When I arrived at his place yesterday evening for our mid-week “conjugal visit,” I had a cocktail, and then started trying to get to the root of his dislike. Is it from unfamiliarity, or he doesn’t like the music, or the lyrics, or what?? How can you NOT LIKE classic Merle Haggard?? Blah, blah, blah…
Fast-forward to cocktail #2, and I was STILL talking about it. Non-stop.
I was on a mission, and just kept on and on AND ON about it, until finally Whitman interrupted,
“Did you bring the gag?” I paused for the briefest second and thought about it, then replied, “Nope.” I resumed my tirade, following him into the bedroom talking non-stop as he rummaged for something.

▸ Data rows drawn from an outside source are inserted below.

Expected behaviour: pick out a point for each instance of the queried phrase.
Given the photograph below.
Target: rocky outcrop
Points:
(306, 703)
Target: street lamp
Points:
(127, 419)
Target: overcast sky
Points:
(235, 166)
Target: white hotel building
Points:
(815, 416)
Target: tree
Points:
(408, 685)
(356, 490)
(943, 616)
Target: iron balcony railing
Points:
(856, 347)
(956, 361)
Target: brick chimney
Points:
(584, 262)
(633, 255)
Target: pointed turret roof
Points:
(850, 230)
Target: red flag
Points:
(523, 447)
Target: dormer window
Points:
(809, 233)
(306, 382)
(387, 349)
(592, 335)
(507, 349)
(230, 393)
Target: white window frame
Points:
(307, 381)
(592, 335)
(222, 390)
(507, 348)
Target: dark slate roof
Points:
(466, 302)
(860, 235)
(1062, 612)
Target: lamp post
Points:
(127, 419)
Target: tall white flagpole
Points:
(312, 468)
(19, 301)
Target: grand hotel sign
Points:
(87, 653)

He held up what he’d found.
I didn’t have the gag with me because HE HAD IT there already! He walked over to me, and as I continued to babble about music, he popped the gag in my mouth. (It’s more of a PACIFIER than a ball gag, and it served the purpose perfectly). He said, “Most of the time you’re the perfect woman. Right now, you’re talking wayyyy too much.”
Not only was I instantly silenced, I was instantly wet, so very wet.
He pulled the strap tightly around my head, and all I could do was whimper and suck the gag that filled my mouth while I removed my clothes as instructed. Whitman did express some disappointment that he wouldn’t be able to fuck my face with this gag in place, but he did enjoy the chance to fuck me everywhere else in peace.